Complain. I bet my friends are good and sick of me. I whine a lot. About everything. And while I usually keep my mouth shut about serious family issues, this time I talked. A lot. Too much.

Shut up. I don’t even need to give an explanation for this.

I relied on God. No, the problems didn’t go away. I didn’t expect them to. But believing, having faith, hoping, it’s important to me. I needed that foundation to stand on.



These are just off the top of my head–some things I see when I look back over my life these last few hard, heartbreaking months.

By the way, when I finally eased back into my writing at the end of the three months, I finished two novels and began editing two more. I’m not sure if I could have pushed myself and written straight through my grief. Maybe I could have.
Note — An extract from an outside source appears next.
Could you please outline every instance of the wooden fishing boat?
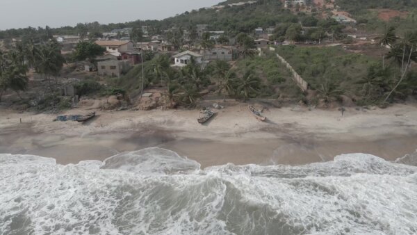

But I didn’t have the creative energy I needed to even try. (Maybe just pushing along, no matter how hard, will work for you.)

Here’s another truth for me, for now: I know Rick wants me to keep on writing. “We’re going to make a million dollars,” he used to tell me. “We’ll build a writing commune. We can live there and writers can come and stay and create.” In fact, we spoke of this not so long ago.

Oh, Rick.

How I want that. With you. How I do.